= Marylyn D. Ritchie =

American geneticist

Marylyn D. Ritchie is a Professor of Genetics, the Director of the Center for Translational Bioinformatics, the Associate Director for Bioinformatics in the Institute for Biomedical Informatics, and the Associate Director of the Center for Precision Medicine, at the University of Pennsylvania's Perelman School of Medicine. She is also a founding co-director of the Penn Medicine BioBank.

==Career==
Marylyn D. Ritchie has published many papers in peer-reviewed journals such as the American Journal of Human Genetics, the Journal of Biological Chemistry, Human Molecular Genetics, Bioinformatics, and PLOS Genetics. Previously, she was an associate professor at Vanderbilt University in the Department of Molecular Physiology and Biophysics and the Department of Biomedical Informatics. She has also served as a consultant for Boehringer-Ingelheim, one of the world's leading pharmaceutical companies.

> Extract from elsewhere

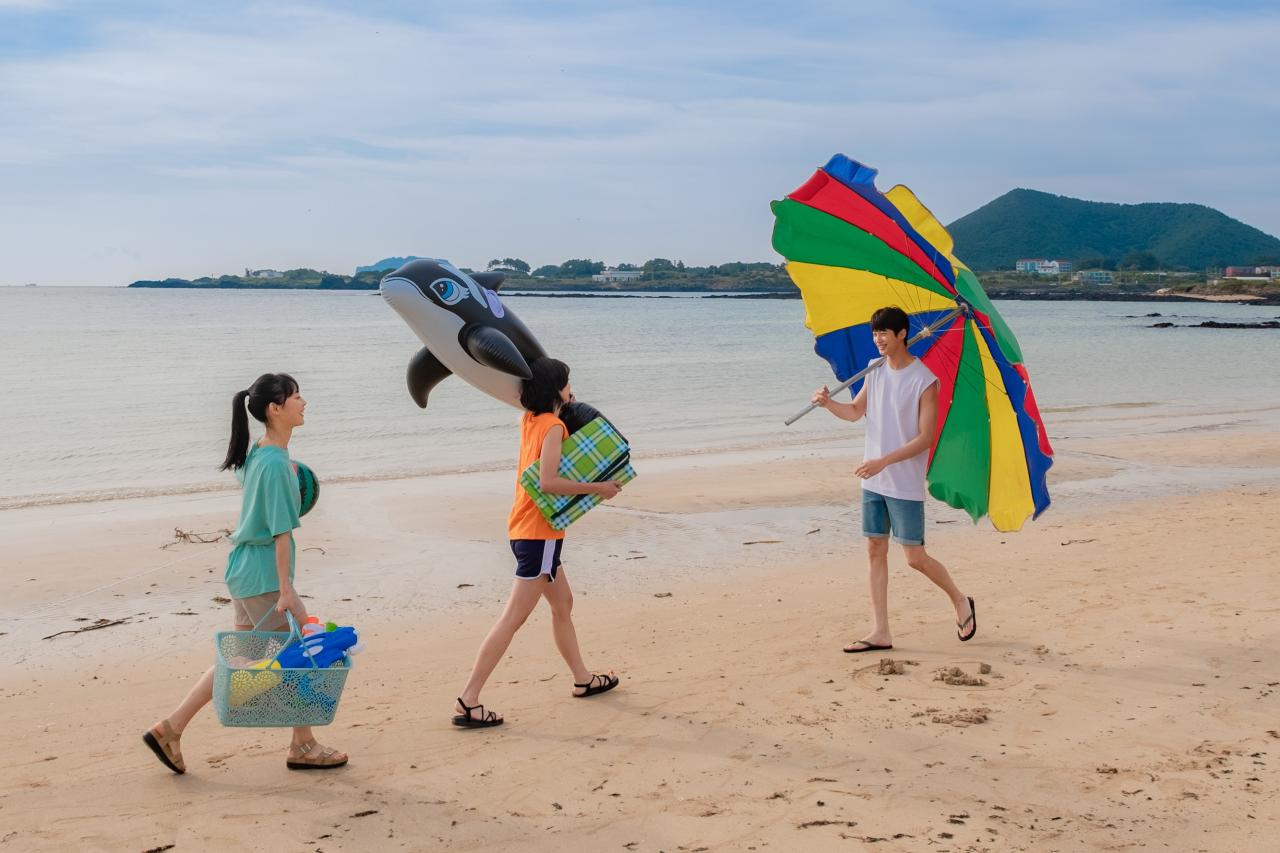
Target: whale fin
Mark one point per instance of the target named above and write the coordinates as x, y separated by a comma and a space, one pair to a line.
425, 372
493, 349
493, 281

In 2018 she was appointed to the Center for Translational Genomics and the Institute for Biomedical Informatics at the University of Pennsylvania.

She is the editor-in-chief of the BioData Mining journal since 2016.

==Research interests==
Her main research interests are Bioinformatics, Computational Genomics, Pharmacogenomics and Genetic Architecture of Complex Human Traits.

==Awards and honors==
- 2004 – Best Paper Award at the Genetic and Evolutionary Computation Conference
- 2006 – Rising Young Investigator Award from the journal Genome Technology
- 2010 – Alfred P. Sloan Foundation fellowship
- 2011, 2012 and 2013 – Selected as a fellow of The Kavli Foundation.